What did you think of Spinning Silver?
Have you read any of Naomi Novik’s books?


About the Book

Summary
Miryem is the daughter and granddaughter of moneylenders, but her father’s inability to collect his debts has left his family on the edge of poverty–until Miryem takes matters into her own hands. Hardening her heart, the young woman sets out to claim what is owed and soon gains a reputation for being able to turn silver into gold.

When an ill-advised boast draws the attention of the king of the Staryk–grim fey creatures who seem more ice than flesh–Miryem’s fate, and that of two kingdoms, will be forever altered. Set an impossible challenge by the nameless king, Miryem unwittingly spins a web that draws in a peasant girl, Wanda, and the unhappy daughter of a local lord who plots to wed his child to the dashing young tsar.

But Tsar Mirnatius is not what he seems. And the secret he hides threatens to consume the lands of humans and Staryk alike. Torn between deadly choices, Miryem and her two unlikely allies embark on a desperate quest that will take them to the limits of sacrifice, power, and love.

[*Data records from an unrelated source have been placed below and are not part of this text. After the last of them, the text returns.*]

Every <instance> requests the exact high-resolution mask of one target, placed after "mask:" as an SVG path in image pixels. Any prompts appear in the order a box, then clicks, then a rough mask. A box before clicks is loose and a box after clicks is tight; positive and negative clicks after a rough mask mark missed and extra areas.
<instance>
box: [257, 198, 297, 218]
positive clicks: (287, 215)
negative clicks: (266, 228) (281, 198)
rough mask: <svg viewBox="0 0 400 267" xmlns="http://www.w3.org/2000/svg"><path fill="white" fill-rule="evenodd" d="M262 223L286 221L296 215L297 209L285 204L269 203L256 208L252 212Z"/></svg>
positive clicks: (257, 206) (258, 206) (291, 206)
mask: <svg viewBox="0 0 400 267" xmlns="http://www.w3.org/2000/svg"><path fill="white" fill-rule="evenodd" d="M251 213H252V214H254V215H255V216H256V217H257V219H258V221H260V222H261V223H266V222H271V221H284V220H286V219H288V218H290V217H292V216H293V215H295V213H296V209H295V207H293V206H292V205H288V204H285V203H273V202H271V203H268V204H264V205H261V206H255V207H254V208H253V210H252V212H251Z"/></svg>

Channeling the vibrant heart of myth and fairy tale, Spinning Silver weaves a multilayered, magical tapestry that readers will want to return to again and again.

20 thoughts on “Book Review: Spinning Silver by Naomi Novik

  1. You finished a book AND you wrote a review!? Buddy, I’m proud of you!! The books sounds kind of up my alley, but let’s face it, I neither have the time nor resources to add any more books to my TBR haha still, I grew up with loads of Rumpelstiltskin stories, so this would be interesting.

    Liked by 1 person

    1. What’s gotten into me!? I think I’ve been possessed haha. I was hoping this one would be a hit and it’s a good book to read this time of year. Very atmospheric. How does anyone have the time to read these days. It’s a mystery to me. I think my next book needs to be in the 200 page range instead of 500+ haha.

      Liked by 1 person

  2. ahh.. i love this review !! I LOVE this line, “This book does not rely on the prince charmings of the world to save the day but celebrates the resourcefulness and collaboration of women.” 😍😍 I’ve always been intrigued by this as you don’t see many Rumpelstiltskin retellings so I think it could offer me a lot. I’ve also yet to read a Novik book so I need to do that at some point !! I love the sound of the themes and I love when fantasy tales have real-world issues linked throughout too!! Thank you for sharing !!

    Liked by 1 person

    1. The pacing can be a bit on the slow side, but it’s so immersive you don’t notice. This is the first Rumplestiltskin retelling I’ve read and it’s set the bar high for any future ones. The emphasis on sisterhood was brilliant.

      Liked by 1 person

    1. It’s rare I read retellings these days too, but this one was such a loose retelling it can easily stand as its own entity without the Rumplestiltskin comparison.

      Like

  3. Sounds like another wonderful book by Noami Novik. I’ve been curious about her stuff before but they seem to garner mixed thoughts depending on the reader’s experience with fantasy. I’m glad you enjoyed this one a lot! My only experience so far with Rumpelstiltskin was actually from the first seasons of Once Upon a Time hahah Great review, Lois!